Wie “Bild”-Fußballchef Christian Falk in seinem Podcast berichtet, hat der FC Bayern entgegen Medienberichten noch kein konkretes Angebot für den niederländischen Innenverteidiger gemacht.
Der bayerische Sportdirektor Hasan Salihamidzic war am Mittwoch in Italien eingetroffen, um mit den Kollegen in Turin zu verhandeln, und führte Gespräche im benachbarten Mailand. Allerdings ohne am Ende eine konkrete Zahl eines möglichen Transfers genannt zu haben, „und schon gar nicht schriftlich“, wie es im Podcast-Artikel heißt.
Allerdings soll das Interesse des FC Bayern nun überaus konkret und ernst gemeint sein, denn auch de Ligt soll seine Wechselbereitschaft zum deutschen Bundesliga-Meister bekundet haben.
Die nächste Gesprächsrunde mit de Ligt ist für das Wochenende angesetzt
Der 22-Jährige soll sich besonders für das Spielsystem des FC Bayern interessiert haben.
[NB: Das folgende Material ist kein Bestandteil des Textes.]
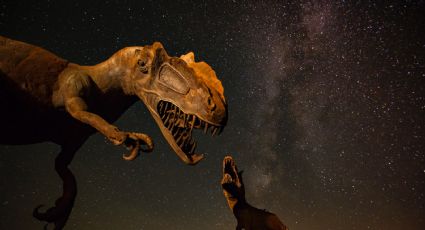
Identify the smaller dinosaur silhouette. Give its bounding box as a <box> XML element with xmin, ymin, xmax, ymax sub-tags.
<box><xmin>221</xmin><ymin>156</ymin><xmax>288</xmax><ymax>230</ymax></box>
De Ligt sieht seine Stärken in einer offensiveren Abwehrreihe, in der er in Sachen Positionsspiel, Spielauftakt und Zweikampfführung noch heller glänzen kann als in der defensivsten Grundformation von Juventus Turin.
Laut Medienberichten wurden die Gespräche zwischen der Spielerseite und anderen interessierten Klubs bereits unterbrochen. So soll es zum Beispiel beim FC Chelsea keinen Kontakt mehr zum deutschen Team-Trainer Thomas Tuchel geben. Die Blues galten auch in diesem Sommer als Kandidaten für den Transfer von de Ligt.
Die nächsten Gespräche finden am kommenden Wochenende in Turin statt. Dann will das Beraterteam von de Ligt de Juve Wechselanträge bei dem Niederländer stellen, der seit 2019 einen Vertrag mit der alten Frau hat. Erst dann soll es laut Fußballchef “Bild” zu einem konkreten Spiel kommen Nummern zwischen den Spielern und den beiden Vereinen. Erst dann sollte ein möglicher Transfer richtig warm werden.